Overtime Violations

When you work for a company, you expect them to pay you fairly. While the majority of employers do their part to ensure you are compensated for the work you do, not all companies are interested in fully adhering to the law. For most employees, working more than 40 hours a week is not the regular arrangement. When an employee works more than 40 hours a week, they are entitled to pay that is time and a half of their normal rate. The only exceptions to this are workers whose shifts are typically longer than 8 hours, such as truck drivers, or those whose job descriptions include work outside normal business hours.

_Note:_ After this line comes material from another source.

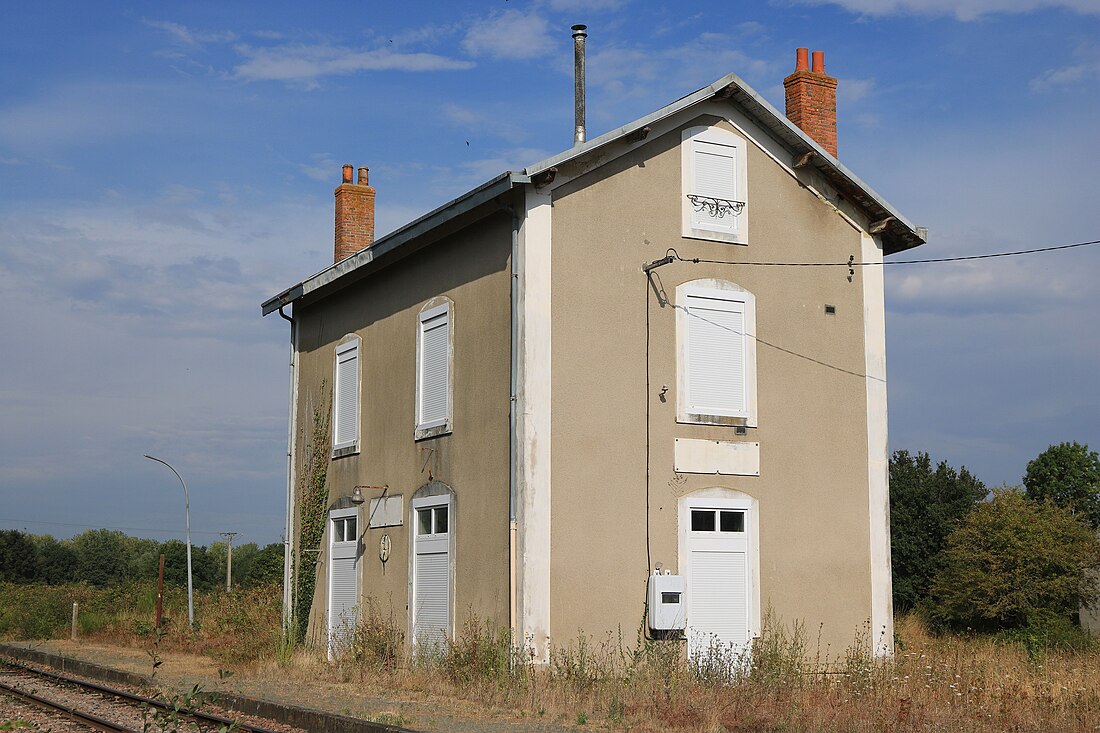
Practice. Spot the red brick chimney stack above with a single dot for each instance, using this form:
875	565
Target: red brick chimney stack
811	99
354	214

Are You Exempt from Overtime Pay?

According to the Fair Labor Standards Act, employers cannot make employees exempt from overtime pay solely in an effort to avoid having to pay overtime. If you work 40 hours a week at a regular rate and do not receive tips or bonuses that would equal the same value of time and a half pay for overtime, you are entitled to higher pay for those hours beyond 40.

Those who are exempt would include:

  • Managers
  • Outside salespeople
  • Those whose pay exceeds the federally determined wage

If you are not receiving overtime pay for the hours you work beyond your normal 40, you should explore the possibility that your employer is unlawfully withholding the proper pay.

Reporting a Violation

Employers must pay their employees fairly. If you are not being fairly compensated for the work you have performed, you can file a complaint with the U.S. Department of Labor (DOL) and have them further investigate the claim.

You must supply:

  • Your name
  • Contact information
  • Company information
  • A manager’s name who the DOL can speak to
  • What kind of work you performed
  • How and when you were paid

Following the filing of your complaint, the DOL will take a look at any exemptions for which the company is eligible, then further evaluate your claim by reviewing company financial information, interviewing employees, and finding out any other relevant information.

Your information will only be shared with parties who need to know, and all retaliation against you from your employer is prohibited by law. For more information about filing an overtime violation claim, you can speak with an experienced Boca Raton employment lawyer.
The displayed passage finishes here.